1. Competition is a critical micro business factor that affects the operations of an organization. Businesses operate in competitive business environments that affect their business strategies, pricing, quality of products, and product safety measures. Most companies perform market competitive analysis to compare their offerings and prices to those of competitors (Porter, 2011). The ability to understand a firm’s competitors helps a company design competitive strategies so as to maintain competitiveness and sustainability in the market.
Competitive advantage is build by increasing production quality, customer services, and operational efficiencies by an organization. Competition in the market impacts on the prices charged on products by businesses. The extent of competition in the market determines the amount of prices set by companies (Mayer, Melitz, & Ottaviano, 2014). This means that where there is stiff competition, a company lowers its prices to gain a competitive advantage and win more customers over its rivals.
Also, the level of competition in the market affects the range of services and nature of products offered by an organization to the market. More competition leads to increased quality of goods and services by a firm in an attempt to attract and retain more customers (Brown & Osborne, 2012). For instance, organizations that sell inferior products to that of a competitor struggle to make reasonable sales in the market unless they lower prices.
Gaining a competitive advantage against the rivals is the primary goal of every firm in a given industry. Organizations design competitive strategies that can benefit their customers hence clients retention (Porter, 2011). Therefore, organizations must strengthen production and customer service qualities to gain competitiveness and sustainability in the market.
2. Organizations operate in changing marketing environment. Marketing involves understanding clients needs and demands with an anticipation of the potential shifts in the future. Lack of response to business troubles contributes to organizational failure (Brown & Osborne, 2012). The management of organizations needs to take best responses on the changes in the marketing environment to enhance competitive advantage in the industry.
Customers tastes and preferences regularly change. The organization needs to conduct annual strategic planning that addresses changes in customers behavior. The fact that the world is getting richer shows that modern customers demand more sophisticated products. The marketing management needs to produce high quality and technology made products that suit consumer preferences (Brown & Osborne, 2012). This would help in retaining customers hence increased competitiveness.
Changes in technology lead to marketing environment changes. It is the responsibility of marketing management to update their marketing technologies so as to meet broader markets. For instance, the use of online marketing through the social media. The use of current marketing technology by an organization plays a vital role in customer attraction hence maintaining competitiveness in the market (Porter, 2011).

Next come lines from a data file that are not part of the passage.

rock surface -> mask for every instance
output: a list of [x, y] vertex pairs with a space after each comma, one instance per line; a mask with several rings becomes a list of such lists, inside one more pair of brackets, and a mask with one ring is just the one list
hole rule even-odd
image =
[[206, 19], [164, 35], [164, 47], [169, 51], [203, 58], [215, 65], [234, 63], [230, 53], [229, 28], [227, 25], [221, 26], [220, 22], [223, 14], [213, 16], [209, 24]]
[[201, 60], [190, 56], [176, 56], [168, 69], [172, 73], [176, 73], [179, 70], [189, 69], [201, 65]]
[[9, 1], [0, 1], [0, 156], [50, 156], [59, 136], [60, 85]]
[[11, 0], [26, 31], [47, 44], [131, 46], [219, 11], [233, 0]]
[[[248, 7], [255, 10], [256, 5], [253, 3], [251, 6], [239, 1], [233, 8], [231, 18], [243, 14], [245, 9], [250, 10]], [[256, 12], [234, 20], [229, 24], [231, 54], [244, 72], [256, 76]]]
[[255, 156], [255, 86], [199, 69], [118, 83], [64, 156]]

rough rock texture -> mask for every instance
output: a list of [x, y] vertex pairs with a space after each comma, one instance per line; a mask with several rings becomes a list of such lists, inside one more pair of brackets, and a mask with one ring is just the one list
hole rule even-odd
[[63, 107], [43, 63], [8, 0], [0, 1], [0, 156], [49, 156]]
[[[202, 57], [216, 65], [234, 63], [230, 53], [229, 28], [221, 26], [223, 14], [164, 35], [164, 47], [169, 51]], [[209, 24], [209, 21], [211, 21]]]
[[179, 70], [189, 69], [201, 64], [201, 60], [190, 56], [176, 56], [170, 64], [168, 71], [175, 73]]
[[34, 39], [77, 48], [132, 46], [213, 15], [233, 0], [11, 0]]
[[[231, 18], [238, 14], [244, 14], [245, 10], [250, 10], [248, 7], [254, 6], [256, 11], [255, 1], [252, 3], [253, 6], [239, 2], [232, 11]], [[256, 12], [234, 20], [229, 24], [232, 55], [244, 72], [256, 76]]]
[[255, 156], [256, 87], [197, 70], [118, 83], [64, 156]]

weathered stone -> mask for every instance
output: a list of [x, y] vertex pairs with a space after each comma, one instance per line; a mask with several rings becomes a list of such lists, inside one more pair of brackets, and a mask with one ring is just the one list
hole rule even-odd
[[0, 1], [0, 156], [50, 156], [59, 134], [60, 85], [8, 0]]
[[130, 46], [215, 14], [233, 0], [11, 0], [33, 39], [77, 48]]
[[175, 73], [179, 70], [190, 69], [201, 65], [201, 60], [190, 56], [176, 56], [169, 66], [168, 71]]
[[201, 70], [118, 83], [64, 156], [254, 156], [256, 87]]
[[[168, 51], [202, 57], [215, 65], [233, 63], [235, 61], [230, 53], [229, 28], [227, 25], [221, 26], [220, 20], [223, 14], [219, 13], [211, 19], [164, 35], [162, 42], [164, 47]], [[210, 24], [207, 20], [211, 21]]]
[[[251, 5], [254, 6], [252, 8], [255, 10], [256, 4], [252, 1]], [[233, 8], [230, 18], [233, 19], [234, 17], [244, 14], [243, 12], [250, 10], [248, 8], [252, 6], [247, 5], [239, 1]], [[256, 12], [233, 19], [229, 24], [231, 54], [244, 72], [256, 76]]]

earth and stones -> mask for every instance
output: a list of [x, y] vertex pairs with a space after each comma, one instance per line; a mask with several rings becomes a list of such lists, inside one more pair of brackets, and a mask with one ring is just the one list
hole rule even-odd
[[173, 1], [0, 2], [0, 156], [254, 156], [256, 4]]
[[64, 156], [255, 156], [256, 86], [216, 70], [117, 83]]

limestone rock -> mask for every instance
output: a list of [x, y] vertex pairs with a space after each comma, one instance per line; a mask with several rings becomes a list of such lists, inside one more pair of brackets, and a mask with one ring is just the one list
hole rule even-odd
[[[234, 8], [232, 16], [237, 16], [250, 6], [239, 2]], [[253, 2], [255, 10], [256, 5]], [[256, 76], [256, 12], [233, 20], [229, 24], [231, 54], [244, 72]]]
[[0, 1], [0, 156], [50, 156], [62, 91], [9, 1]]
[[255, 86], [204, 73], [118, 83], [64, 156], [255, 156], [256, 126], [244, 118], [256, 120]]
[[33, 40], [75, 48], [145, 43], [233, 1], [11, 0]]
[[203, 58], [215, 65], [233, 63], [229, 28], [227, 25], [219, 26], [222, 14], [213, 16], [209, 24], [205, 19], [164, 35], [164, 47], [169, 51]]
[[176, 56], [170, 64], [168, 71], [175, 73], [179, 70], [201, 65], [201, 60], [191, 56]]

Further, an organization needs to recruit skilled, experienced, and qualified marketing personnel who are imaginative. In the event of new offerings in the market, having talented and competent personnel helps in creating and innovating new ideas of developing the new product. Product modification would assist an organization acquire more customers and hence withstanding demand changes in the market (Hussain & Ilyas, 2011). As a result, customers remain happy and loyal to the organization hence enhancing competitive advantage over the rivaling firms.
Brown, K., & Osborne, S. P. (2012). Managing change and innovation in public service organizations. Routledge.
Hussain, M. F., & Ilyas, S. (2011). The environment for innovation: Gaining competitive advantage. African Journal of Business Management, 1232-1235.
Mayer, T., Melitz, M. J., & Ottaviano, G. I. (2014). Market size, competition, and the product mix of exporters. The American Economy Review, 495-536.
Porter, M. E. (2011). The competitive advantage of organizations: creating and sustaining superior performance. Simon and Schuster.